Selon Ignace Mariétan, auteur d'un article intitulé "Légendes et erreurs se rapportant aux animaux" paru dans le Bulletin de la Murithienne, 1940, n°58, pp. 27-62 :


Dans la région de Porrentruy si les Corneilles noires volent près d'une maison on dit que quelqu'un de la maison va mourir.

Selon Grażyna Mosio et Beata Skoczeń-Marchewka, auteurs de l'article "La symbolique des animaux dans la culture populaire polonaise, De l’étable à la forêt" (17 Mars 2009) :


"Des propriétés toutes différentes étaient attribuées aux corbeaux et aux corneilles. On leur accordait des qualités qui les situaient à la limite de l’au-delà et du monde humain (Tomicki 1981 : 34). On disait qu’ils provenaient des échardes du bois dont le diable avait taillé le loup (Tomicki 1981 : 34). En raison de leur plumage noir, de leur rapacité, du fait qu’ils se nourrissaient de charogne, ils étaient traités comme impurs, on voyait en eux la personnification des démons, des aides des magiciens et des sorcières. “Lorsque des corneilles, des freux et des choucas se posent quelque part sur un champ et y restent assez longtemps, on dit que ce sont des diables qui se préparent à enlever un damné” (Kolberg 1962b : 145) – comme on le croyait dans la région de Lublin. Leurs nombreuses volées au coucher du soleil éveillaient la crainte. On soupçonnait que ce sont des mauvais esprits qui vont prendre une âme perdue (Kolberg 1962b : 145). En raison de leurs propriétés médiatrices ils étaient aussi utilisés dans les augures.
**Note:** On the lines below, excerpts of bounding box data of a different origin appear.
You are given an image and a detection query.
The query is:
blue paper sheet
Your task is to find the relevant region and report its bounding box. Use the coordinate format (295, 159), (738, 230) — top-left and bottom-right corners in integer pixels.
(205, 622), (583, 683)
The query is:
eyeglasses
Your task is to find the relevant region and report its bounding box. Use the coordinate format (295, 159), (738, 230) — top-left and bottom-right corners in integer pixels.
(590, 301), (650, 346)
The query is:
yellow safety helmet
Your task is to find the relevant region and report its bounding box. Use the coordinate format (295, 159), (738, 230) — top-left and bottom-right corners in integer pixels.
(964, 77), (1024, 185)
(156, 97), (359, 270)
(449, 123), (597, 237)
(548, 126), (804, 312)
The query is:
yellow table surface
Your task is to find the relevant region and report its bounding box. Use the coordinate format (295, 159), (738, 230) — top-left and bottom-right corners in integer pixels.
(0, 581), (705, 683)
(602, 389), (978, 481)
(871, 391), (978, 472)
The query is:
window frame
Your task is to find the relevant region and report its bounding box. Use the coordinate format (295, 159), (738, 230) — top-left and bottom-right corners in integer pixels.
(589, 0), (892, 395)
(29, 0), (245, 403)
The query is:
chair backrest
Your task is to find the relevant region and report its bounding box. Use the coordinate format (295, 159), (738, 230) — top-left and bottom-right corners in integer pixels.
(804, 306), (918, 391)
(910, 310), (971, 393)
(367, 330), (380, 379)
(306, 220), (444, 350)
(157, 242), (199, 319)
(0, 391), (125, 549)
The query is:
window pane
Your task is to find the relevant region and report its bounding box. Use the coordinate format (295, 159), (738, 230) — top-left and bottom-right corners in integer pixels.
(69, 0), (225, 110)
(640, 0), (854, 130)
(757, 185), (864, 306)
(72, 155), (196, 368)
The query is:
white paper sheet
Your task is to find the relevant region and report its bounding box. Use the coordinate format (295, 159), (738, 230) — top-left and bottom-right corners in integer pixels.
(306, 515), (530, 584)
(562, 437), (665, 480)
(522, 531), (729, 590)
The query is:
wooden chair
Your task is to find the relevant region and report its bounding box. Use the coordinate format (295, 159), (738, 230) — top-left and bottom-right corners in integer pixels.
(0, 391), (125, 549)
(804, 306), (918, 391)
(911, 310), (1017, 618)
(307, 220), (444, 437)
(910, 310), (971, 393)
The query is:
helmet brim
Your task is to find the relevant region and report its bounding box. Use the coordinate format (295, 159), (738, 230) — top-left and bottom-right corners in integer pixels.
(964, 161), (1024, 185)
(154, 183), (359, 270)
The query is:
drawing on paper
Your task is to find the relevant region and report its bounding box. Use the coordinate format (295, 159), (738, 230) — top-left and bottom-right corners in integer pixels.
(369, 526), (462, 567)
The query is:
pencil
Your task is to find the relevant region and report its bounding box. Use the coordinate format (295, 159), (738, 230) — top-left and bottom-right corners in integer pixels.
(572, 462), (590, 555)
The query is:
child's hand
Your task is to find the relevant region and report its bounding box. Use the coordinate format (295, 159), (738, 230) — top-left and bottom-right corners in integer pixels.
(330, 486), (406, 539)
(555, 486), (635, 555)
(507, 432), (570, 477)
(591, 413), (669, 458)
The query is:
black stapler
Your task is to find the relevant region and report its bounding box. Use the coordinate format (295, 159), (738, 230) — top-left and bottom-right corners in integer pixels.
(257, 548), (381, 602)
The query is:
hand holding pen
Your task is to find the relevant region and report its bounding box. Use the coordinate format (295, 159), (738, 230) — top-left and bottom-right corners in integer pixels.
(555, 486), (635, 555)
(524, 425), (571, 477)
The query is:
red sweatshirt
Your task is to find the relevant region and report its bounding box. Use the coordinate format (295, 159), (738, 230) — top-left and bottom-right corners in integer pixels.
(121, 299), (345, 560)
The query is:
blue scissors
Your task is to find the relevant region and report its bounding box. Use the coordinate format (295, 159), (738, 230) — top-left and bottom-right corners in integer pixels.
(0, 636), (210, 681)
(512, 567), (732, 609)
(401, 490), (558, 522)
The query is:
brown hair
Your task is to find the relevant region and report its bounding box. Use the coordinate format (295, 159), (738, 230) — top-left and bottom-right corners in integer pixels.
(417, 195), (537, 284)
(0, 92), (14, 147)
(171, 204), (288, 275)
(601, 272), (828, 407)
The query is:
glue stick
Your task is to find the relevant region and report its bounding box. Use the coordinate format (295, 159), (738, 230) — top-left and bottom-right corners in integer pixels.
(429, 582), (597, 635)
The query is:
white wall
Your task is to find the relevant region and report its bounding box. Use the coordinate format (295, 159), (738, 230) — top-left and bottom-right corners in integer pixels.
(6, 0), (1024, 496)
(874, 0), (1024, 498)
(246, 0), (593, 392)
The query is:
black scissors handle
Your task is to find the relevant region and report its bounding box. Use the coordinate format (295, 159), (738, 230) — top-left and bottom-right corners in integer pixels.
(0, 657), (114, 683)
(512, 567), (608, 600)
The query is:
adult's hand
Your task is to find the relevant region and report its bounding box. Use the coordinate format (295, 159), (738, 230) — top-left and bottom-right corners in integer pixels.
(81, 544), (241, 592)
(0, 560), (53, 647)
Leurs rapports avec le monde chtonien causaient néanmoins que les informations qu’ils apportaient étaient le plus souvent mauvaises. Leur voix criarde était considérée comme un signal de malheur (Kolberg 1962a : 112). Aujourd’hui encore l’expression “ne croasse pas” signifie “ne provoque pas le malheur”. On leur imputait aussi de savoir parler d’une voix humaine, ce qu’ils utilisaient quelquefois pour transmettre aux gens des informations sur leur sort, tout particulièrement sur l’approche de la mort (Kolberg 1962a : 112). On croyait que le battement d’aile de la corneille à la fenêtre prédisait la mort d’un habitant de la maison. De même son vol trois fois répété et son croassement au-dessus de la maison étaient de mauvais signes. La présence d’un nombre impair de corneilles sur un sentier prédisait une querelle (Kowalski 1998: 261). On les pensait très utiles dans divers procédés magiques. Dans les nids de corneilles on pouvait trouver des pierres magiques, grâce auxquelles la personne qui les possédait devenait invisible (Kolberg 1962b : 141). Ces oiseaux ou des éléments de leur corps étaient aussi employés dans les pratiques thérapeutiques."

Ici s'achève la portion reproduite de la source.